Berhubungan dengan peron, saya punya cerita yang -bagi saya- sangat menggelikan. Cerita ini merupakan sebuah kejadian nyata yang terjadi pada tanggal 18 Desember 2009 di terminal Bekasi. Waktu itu saya hendak pulang kekampung halaman saya di Purwokerto guna menonton sebuah pementasan teater (yang akhirnya tidak berhasil saya tonton). Keberangkatan saya ke Purwokerto waktu itu menggunakan sebuah bus milik salah satu perusahaan swasta yang berasal dari salah satu kota di wilayah Jawa Tengah. Setelah membeli tiket dan menunggu selama empat jam, akhirnya bus yang saya tumpangi berangkat. Waktu itu sekitar pukul lima sore, bus mulai berjalan pelan menuju pintu keluar terminal. Belum sempat keluar terminal, tiba-tiba seorang petugas DLLAJ dengan seragam lengkap naik ke bus yang saya tumpangi. Saya terkejut, ketika petugas itu meminta uang sebesar seribu rupiah kepada penumpang yang ada dalam bus itu dengan dalih uang peron. Dalam hati saya bertanya “maksudnya apa ini?” Saya heran, karena sepanjang yang saya tahu, bahwa peron dikenakan pada pengunjung terminal ketika hendak masuk ke terminal. Cara penarikan peron saat penumpang didalam Bus tanpa memberikan karcis peron tersebut mengundang cukup banyak pertanyaan. Di kota yang cukup besar seperti Bekasi, seharusnya mekanisme yang dipakai tidak “urakan” seperti itu. Saya justru menganggap cara seperti itu seperti pengemis yang masuk kedalam bus dan meminta sedekah, namun bedanya ini ‘berseragam’.
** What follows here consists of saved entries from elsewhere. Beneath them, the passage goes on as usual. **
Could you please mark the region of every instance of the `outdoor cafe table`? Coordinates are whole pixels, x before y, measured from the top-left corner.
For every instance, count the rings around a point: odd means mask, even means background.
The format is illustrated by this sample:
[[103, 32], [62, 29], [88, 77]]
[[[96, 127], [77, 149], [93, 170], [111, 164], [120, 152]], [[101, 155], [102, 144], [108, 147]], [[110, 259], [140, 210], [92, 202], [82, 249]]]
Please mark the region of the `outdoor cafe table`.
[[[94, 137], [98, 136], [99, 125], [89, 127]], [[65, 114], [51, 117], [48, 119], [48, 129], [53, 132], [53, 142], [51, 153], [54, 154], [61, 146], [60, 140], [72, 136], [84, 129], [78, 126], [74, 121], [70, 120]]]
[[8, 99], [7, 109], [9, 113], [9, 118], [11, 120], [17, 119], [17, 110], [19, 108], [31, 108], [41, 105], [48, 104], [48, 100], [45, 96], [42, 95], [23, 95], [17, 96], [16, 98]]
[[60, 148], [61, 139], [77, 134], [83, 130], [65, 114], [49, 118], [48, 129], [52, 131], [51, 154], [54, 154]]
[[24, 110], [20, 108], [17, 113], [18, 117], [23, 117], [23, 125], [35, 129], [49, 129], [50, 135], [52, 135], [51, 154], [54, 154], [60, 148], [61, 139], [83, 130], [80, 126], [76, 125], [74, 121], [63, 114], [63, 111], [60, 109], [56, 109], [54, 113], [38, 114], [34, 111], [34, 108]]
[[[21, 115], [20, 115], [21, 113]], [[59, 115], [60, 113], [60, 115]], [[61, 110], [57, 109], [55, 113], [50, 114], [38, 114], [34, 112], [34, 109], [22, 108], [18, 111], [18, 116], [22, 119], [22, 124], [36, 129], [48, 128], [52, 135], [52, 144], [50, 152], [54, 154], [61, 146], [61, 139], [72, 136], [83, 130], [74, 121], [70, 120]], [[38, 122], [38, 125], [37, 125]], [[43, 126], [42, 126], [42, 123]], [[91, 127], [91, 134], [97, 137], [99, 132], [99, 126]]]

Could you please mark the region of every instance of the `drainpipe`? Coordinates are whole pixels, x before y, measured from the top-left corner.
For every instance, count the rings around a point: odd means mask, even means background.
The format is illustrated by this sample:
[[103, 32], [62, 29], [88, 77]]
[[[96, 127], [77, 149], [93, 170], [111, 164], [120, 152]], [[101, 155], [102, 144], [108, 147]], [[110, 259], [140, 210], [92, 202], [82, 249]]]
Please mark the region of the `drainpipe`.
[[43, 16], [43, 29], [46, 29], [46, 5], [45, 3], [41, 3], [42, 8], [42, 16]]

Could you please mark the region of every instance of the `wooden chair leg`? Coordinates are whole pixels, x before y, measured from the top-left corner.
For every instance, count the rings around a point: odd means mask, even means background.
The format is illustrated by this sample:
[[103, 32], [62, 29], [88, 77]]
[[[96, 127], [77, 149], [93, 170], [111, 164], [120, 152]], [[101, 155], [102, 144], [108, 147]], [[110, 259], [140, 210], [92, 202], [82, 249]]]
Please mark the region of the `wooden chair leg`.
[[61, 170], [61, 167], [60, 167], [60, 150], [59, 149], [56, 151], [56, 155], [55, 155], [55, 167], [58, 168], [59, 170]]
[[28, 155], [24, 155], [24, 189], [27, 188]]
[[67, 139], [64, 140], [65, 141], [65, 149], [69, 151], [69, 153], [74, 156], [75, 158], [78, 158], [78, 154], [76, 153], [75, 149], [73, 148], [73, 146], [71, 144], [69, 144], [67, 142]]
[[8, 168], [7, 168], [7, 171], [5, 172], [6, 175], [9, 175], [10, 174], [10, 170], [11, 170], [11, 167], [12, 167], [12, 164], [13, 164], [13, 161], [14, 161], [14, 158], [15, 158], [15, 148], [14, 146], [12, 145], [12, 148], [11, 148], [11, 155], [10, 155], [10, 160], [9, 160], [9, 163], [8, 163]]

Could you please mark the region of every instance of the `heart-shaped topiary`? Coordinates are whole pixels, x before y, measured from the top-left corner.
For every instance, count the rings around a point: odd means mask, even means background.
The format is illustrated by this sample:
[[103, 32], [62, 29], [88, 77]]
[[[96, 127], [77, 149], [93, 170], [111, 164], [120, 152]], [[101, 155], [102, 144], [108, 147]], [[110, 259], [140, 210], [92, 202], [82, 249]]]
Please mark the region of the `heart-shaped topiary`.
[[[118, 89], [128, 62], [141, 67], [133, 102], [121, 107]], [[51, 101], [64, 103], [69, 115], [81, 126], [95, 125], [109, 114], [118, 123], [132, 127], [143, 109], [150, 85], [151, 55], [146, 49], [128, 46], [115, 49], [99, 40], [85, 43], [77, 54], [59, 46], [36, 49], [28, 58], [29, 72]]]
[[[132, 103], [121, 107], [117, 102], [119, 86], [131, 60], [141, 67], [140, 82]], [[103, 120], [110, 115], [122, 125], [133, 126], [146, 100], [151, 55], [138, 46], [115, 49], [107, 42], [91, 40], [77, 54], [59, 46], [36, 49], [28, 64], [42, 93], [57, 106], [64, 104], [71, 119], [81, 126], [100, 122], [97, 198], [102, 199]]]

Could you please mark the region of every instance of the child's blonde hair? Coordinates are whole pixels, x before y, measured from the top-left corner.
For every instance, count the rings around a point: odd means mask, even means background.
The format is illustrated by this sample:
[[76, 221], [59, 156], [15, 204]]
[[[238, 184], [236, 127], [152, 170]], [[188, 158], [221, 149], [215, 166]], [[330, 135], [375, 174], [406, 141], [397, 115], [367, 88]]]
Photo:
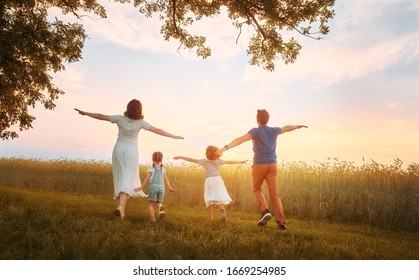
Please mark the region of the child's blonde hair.
[[153, 156], [153, 166], [155, 166], [155, 162], [160, 162], [160, 166], [163, 166], [163, 154], [161, 152], [154, 152]]
[[218, 151], [218, 148], [215, 146], [208, 146], [205, 151], [205, 155], [209, 160], [217, 160], [220, 158], [220, 155], [217, 155], [215, 152]]

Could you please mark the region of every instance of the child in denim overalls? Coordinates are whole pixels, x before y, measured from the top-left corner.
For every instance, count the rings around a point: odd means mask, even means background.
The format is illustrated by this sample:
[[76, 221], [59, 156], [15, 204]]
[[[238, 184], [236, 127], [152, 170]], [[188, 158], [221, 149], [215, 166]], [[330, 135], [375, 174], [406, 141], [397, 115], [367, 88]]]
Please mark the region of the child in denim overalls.
[[162, 161], [163, 154], [161, 152], [154, 152], [153, 166], [147, 170], [147, 177], [141, 184], [141, 187], [134, 189], [134, 191], [140, 192], [148, 183], [150, 183], [148, 190], [148, 209], [150, 211], [150, 221], [152, 222], [156, 221], [156, 218], [154, 217], [154, 207], [159, 208], [159, 219], [163, 219], [166, 215], [162, 204], [164, 200], [164, 185], [166, 184], [169, 187], [169, 191], [176, 191], [170, 186]]

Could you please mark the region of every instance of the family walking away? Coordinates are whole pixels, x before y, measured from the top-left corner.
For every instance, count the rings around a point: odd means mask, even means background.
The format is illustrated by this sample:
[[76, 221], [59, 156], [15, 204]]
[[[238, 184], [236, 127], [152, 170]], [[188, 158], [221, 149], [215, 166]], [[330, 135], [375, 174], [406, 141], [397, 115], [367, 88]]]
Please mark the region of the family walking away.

Ketika itu, saya melihat setiap penumpang mengikuti kemauan petugas dengan membayarkan uang sebesar seribu rupiah kepada petugas tersebut. Ketika petugas itu menghampiri tempat duduk saya, saya bertanya padanya sambil memberikan uang sebesar seribu rupiah “lho kok bayar peron di dalam bus pak? Emang peraturannya gimana sih?” dengan agak cemberut dan melotot si petugas diam saja dan mengembalikan uang saya setengahnya atau sebesar lima ratus rupiah. Dengan demikian ada perlakuan yang berbeda antara saya dengan penumpang lainnya. Saya hanya membayar lima ratus rupiah sedangkan penumpang lain membayar seribu rupiah. Perbedaan perlakuan ini apakah karena saya berlagak kritis dengan bertanya atau seperti apa saya juga tidak paham sampai dengan sekarang. Namun, saya rasa bukan dititik itu permasalahannya. Hal yang ganjil menurut saya adalah, jika memang ada kebijakan untuk menarik uang peron kepada setiap pengunjung penumpang bahkan ketika sudah berada dalam bus yang sedang berangkat mengapa tidak dipukul rata semua sebesar seribu rupiah dan diberikan karcis peron? Ini seakan-akan menjadi suatu hal yang tidak jelas dasar peraturannya. Bahkan, ini bisa saja dianggap sebagai pungutan liar yang dilakukan justru oleh petugas DLLAJ diterminal Bekasi. Berbeda dengan mekanisme yang ada di kampong halaman saya di Purwokerto. Di Purwokerto, peron ditarik kepada pengunjung yang hendak masuk terminal. Biasanya, pengunjung yang hendak bepergian atau sudah memiliki tiket bus tidak ditarik peron lagi. Dengan kata lain, hanya pengantar saja yang ditarik biaya peron.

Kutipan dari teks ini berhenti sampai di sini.